Will the Michigan Supreme Court overturn the Kreiner case? This is the question injury victims want answered when the Michigan Supreme Court hears the case of Rodney McCormick v Larry Carrier.

Mr. McCormick suffered from a serious ankle fracture that required him to undergo two painful surgeries.  After one year his doctor allowed him to go back to work.  Despite his employer placing him into a different job, he was denied compensation because the legal standard established in 2004 by the conservative Supreme Court in Kreiner restricts auto accident victims rights.

The conservative Court in Kreiner added its own language to No-Fault Law by establishing its own threshold that a victim has no right to compensation unless “the course or trajectory of the plaintiff's normal life has been affected.

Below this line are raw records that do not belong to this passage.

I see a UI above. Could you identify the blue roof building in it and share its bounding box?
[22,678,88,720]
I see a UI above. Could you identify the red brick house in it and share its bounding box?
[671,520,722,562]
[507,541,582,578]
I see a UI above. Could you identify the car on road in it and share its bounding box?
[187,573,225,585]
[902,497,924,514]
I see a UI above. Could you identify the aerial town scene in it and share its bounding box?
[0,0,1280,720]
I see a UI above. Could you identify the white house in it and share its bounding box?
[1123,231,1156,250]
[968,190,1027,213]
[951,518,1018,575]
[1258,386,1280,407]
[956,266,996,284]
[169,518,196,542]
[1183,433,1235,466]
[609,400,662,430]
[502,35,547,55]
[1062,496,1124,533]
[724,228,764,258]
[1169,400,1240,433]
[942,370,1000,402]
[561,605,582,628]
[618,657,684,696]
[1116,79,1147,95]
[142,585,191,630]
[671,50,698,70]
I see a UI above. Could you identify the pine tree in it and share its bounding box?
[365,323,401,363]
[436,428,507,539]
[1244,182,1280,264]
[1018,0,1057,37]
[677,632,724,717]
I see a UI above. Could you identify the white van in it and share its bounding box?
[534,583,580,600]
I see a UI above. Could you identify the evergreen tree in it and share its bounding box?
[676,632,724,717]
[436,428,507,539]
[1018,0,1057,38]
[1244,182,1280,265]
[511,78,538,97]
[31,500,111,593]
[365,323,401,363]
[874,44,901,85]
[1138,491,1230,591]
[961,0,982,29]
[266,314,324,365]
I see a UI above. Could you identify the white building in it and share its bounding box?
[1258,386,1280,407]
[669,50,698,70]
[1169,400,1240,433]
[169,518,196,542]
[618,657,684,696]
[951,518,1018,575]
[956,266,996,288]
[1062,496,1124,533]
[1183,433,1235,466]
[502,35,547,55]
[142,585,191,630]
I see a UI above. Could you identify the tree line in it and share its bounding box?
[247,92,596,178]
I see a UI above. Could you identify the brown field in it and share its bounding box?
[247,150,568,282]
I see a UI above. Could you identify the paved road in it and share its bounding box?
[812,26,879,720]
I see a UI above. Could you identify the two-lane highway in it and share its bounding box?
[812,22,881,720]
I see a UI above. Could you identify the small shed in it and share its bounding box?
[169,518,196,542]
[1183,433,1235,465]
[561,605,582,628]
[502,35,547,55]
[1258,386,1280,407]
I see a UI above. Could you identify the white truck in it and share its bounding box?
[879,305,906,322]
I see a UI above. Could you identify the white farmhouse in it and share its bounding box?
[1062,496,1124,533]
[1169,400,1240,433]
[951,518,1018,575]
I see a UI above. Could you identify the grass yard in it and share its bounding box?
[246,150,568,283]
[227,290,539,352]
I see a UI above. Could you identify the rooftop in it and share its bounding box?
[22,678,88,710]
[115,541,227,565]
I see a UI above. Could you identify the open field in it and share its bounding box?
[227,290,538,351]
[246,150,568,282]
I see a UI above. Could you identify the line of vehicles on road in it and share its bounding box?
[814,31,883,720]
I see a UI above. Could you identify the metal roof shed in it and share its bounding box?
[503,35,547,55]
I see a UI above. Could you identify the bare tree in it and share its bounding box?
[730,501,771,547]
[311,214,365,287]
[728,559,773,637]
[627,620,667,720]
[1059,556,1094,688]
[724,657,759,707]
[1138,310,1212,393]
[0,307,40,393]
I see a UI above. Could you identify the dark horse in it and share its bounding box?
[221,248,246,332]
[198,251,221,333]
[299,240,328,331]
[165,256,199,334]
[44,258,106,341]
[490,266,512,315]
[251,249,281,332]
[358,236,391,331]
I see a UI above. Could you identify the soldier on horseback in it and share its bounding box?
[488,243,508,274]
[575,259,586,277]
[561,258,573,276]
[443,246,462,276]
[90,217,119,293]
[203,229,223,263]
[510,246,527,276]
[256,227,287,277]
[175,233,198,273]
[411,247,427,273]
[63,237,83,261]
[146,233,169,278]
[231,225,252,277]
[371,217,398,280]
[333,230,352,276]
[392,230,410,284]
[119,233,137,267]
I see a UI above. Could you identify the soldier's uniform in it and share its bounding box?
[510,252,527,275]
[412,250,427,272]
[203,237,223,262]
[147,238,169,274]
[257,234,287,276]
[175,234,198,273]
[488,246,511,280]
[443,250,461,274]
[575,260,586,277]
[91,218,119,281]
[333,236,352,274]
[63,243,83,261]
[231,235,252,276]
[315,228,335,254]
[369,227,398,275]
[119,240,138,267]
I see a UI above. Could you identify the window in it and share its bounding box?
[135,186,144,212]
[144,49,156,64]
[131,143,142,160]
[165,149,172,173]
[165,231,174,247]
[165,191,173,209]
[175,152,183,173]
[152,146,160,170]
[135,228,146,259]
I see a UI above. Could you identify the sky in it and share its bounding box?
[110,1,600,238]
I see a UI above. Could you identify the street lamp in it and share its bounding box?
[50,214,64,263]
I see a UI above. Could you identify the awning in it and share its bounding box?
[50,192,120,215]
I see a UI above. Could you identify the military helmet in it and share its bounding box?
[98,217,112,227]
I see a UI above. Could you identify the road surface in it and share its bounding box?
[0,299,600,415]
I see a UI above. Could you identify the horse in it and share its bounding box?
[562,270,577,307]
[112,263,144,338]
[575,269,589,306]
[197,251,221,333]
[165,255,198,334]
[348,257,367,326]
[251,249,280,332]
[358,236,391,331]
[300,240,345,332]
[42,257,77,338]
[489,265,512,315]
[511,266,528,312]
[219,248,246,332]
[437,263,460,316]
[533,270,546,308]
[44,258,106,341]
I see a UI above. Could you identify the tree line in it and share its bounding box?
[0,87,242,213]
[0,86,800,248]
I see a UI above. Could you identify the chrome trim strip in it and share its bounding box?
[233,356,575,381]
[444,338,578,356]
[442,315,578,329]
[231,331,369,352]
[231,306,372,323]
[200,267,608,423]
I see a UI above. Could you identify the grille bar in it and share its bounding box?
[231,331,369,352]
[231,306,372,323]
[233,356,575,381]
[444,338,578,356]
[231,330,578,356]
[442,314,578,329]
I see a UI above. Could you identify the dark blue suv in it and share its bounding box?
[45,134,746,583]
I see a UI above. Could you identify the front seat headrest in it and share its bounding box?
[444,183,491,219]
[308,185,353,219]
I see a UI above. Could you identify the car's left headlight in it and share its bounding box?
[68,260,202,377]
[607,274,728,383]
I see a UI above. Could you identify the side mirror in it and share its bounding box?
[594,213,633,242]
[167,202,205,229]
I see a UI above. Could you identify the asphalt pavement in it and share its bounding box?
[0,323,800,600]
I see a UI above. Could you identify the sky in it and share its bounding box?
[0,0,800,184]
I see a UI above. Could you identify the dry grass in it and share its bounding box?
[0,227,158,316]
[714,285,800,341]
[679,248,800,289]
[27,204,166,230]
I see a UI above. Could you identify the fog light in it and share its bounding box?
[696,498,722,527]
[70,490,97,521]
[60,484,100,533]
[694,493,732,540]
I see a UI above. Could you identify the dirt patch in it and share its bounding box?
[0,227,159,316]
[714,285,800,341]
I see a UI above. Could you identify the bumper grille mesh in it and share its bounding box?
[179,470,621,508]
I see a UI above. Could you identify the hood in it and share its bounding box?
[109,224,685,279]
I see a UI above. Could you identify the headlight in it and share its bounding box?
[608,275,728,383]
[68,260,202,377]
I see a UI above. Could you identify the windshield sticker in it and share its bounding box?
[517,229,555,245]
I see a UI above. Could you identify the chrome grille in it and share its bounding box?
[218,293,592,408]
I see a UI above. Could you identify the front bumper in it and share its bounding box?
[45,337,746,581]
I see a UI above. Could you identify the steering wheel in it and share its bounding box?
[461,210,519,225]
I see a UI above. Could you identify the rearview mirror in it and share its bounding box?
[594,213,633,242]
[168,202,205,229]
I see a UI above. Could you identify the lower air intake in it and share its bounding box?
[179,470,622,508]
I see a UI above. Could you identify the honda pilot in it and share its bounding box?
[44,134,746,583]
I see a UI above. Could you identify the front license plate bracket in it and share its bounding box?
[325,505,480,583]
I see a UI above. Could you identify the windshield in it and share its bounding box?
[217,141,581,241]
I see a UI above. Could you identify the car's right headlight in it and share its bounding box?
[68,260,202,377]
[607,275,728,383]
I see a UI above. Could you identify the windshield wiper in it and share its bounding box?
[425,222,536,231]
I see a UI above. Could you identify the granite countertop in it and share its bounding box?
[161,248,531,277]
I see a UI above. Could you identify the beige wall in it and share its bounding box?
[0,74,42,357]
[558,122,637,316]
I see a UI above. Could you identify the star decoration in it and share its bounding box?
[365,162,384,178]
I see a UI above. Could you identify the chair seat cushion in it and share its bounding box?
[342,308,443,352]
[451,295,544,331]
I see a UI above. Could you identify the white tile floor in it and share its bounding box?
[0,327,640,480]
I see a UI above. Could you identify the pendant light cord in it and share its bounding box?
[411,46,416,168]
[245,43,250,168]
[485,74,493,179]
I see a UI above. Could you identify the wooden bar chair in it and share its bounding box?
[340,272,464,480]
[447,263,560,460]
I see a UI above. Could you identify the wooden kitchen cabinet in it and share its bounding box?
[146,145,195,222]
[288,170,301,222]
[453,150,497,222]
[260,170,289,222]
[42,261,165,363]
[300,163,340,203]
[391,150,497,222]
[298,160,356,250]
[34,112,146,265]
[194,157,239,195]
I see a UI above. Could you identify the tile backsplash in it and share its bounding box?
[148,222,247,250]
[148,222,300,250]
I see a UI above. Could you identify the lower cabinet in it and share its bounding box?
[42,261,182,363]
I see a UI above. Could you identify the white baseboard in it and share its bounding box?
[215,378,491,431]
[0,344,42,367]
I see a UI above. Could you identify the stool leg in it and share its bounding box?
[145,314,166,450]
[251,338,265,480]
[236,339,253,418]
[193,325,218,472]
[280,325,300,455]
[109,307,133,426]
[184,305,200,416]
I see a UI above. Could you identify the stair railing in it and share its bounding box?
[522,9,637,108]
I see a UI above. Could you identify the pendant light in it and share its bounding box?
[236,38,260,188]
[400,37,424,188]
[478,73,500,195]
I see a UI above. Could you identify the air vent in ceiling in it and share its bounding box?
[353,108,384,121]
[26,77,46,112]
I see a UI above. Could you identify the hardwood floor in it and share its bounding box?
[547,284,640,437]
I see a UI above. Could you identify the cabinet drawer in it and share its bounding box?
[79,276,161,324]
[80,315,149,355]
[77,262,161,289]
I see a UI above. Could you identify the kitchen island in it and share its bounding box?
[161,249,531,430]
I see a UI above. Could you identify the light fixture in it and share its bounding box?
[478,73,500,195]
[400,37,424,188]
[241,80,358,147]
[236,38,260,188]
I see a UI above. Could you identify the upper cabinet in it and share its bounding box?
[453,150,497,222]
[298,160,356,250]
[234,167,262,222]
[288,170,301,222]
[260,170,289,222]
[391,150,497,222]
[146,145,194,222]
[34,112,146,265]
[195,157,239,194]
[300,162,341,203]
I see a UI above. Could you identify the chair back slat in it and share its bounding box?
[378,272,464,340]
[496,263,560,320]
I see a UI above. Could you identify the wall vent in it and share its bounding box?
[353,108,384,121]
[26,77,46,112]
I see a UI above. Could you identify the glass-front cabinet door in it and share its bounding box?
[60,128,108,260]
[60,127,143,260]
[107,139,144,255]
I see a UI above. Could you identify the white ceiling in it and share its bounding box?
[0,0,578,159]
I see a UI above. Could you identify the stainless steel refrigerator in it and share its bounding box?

Insurance companies routinely use this ruling to deny accident victims right to compensation by holding that a victim cannot prove their entire life has been adversely affected by taking the words “course” or “trajectory” to mean for remainder of their life.

Was this really what the legislature intended?  Even conservative minded court advocates who rail against “judge made law” should be able to agree that if the legislature intended the threshold to mean that a person must suffer for the remainder of their life, they could have stated so.

Did you see your auto insurance premium go down in 2004? The McCormick case will be heard by the Court between October, 2009, and May, 2010.